The Wisest of Friends
I have found that to find the best friends you also have to wander around in the best places. In my humble, but maturing, opinion, you won’t find any places better than nature. One of the best things about this place called nature is that it can be found just about anywhere. You may have to look a bit harder at times, but it’s there. Many friends of the ‘best’ variety can be found there. Just like you and me, these friends are all unique in their personality. Some are fleeting but beautiful. Others hang around for a season or two. The oldest have been around longer than ‘time’ as we understand it. But the best friends, I’ve found, exist somewhere in the middle.
As I look around, I hear, and then see a stream. A stream friend is cleansing and offers unlimited energy to recharge your depleted soul. But they can be hard to follow and offer so much so fast that it can take a while to understand what they are saying.
Rock friends are amazing. Who doesn’t appreciate a good rock friend? But they are so ancient and wise that our intellectual quandaries seem insignificant compared to what they’ve seen and experienced. This can make them seem a little indifferent to us impatient and self-important beings.
But tree friends … Tree friends are special because their only ambition in their long-to-us lives is to serve … to listen. They have been standing there for days, seasons … lifetimes. Continually reaching deep into the earth and at the same time touching the stars, talking, listening and gathering wisdom from a network that stretches far beyond our imagination.
Tree friends stand season after season, enduring whatever weather is thrown at them. Standing true and silent, ready to listen and help us understand the weather we hold inside … sunny, or stormy. Not only do they stand ready for you and me but generations before us have been drawing energy and wisdom from that same friend. Many have leaned against its trunk to rest, to hide, to think, to live, to die.
You can ask it about itself, and it will tell you some, but most of the self-kept mystery of its life is left to us to imagine. The intricate and protective relationships it maintains fall well beyond our understanding.

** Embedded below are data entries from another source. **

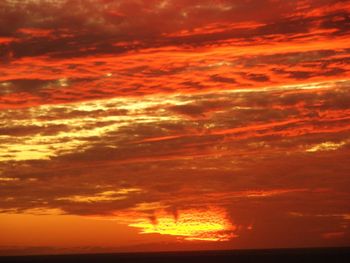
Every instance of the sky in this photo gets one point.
(155, 125)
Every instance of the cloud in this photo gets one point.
(157, 111)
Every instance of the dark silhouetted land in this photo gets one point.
(333, 255)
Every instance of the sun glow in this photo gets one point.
(192, 224)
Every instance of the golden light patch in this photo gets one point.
(192, 224)
(326, 146)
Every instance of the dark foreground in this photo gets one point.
(333, 255)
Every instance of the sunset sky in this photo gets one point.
(149, 125)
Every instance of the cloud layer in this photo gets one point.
(146, 111)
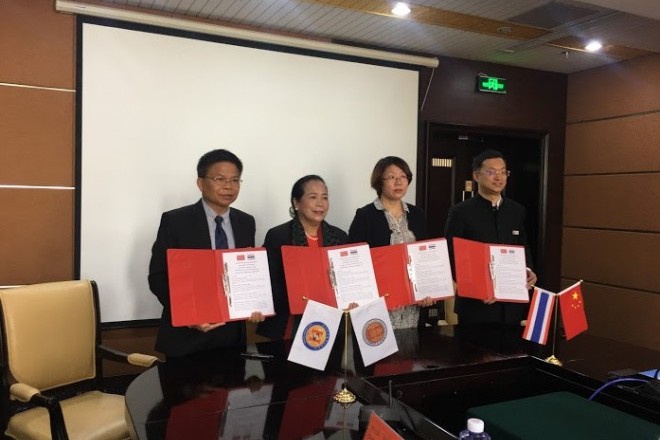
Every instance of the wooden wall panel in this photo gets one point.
(626, 88)
(452, 99)
(620, 201)
(622, 314)
(37, 131)
(612, 258)
(626, 144)
(37, 44)
(37, 236)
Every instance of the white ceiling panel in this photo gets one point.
(612, 22)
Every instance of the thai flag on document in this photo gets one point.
(540, 314)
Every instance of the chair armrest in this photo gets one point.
(23, 392)
(26, 393)
(139, 359)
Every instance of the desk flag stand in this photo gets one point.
(552, 359)
(344, 397)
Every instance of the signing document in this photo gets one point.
(430, 270)
(352, 274)
(509, 273)
(246, 282)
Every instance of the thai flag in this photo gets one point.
(538, 319)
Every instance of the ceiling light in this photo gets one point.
(401, 9)
(593, 46)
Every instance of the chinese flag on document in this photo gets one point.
(572, 311)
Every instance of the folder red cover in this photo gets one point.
(197, 294)
(472, 267)
(392, 274)
(306, 409)
(307, 274)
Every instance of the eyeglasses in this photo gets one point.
(393, 178)
(493, 173)
(222, 181)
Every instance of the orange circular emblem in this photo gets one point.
(374, 332)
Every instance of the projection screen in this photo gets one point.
(151, 104)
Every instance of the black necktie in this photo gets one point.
(220, 236)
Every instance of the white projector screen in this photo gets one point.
(153, 103)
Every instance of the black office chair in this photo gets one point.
(51, 342)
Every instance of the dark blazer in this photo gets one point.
(275, 326)
(187, 228)
(370, 225)
(476, 219)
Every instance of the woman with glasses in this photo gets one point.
(309, 207)
(389, 220)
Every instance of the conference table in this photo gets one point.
(424, 391)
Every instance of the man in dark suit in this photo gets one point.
(208, 224)
(489, 217)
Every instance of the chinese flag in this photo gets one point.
(572, 311)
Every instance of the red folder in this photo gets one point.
(472, 267)
(307, 274)
(392, 276)
(306, 409)
(197, 294)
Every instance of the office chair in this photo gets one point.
(51, 341)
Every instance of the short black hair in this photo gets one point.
(479, 159)
(215, 156)
(381, 166)
(298, 189)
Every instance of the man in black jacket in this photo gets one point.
(488, 217)
(208, 224)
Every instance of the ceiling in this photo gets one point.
(538, 34)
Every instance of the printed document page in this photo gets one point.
(247, 286)
(430, 271)
(509, 273)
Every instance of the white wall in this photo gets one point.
(152, 104)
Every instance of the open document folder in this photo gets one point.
(335, 275)
(218, 285)
(490, 271)
(408, 273)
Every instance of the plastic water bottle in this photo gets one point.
(474, 431)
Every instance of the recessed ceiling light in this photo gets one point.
(401, 9)
(593, 46)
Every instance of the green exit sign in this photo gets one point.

So, for now, I am satisfied to visit and listen to it laugh in the summer and fall into a resting silence in the winter. I can examine its scars and explore all the enriched life around it. I can share stories and then listen and ponder as it stirs the imaginings of my soul.
When it comes time, it will stay and I will leave. I will later discover the part of itself it left in me to draw upon in its absence. A tree friend will help you find answers if you ask or you can just talk for a while. The answers and dialog will seem to come from within but that’s how it works with the very wisest of friends.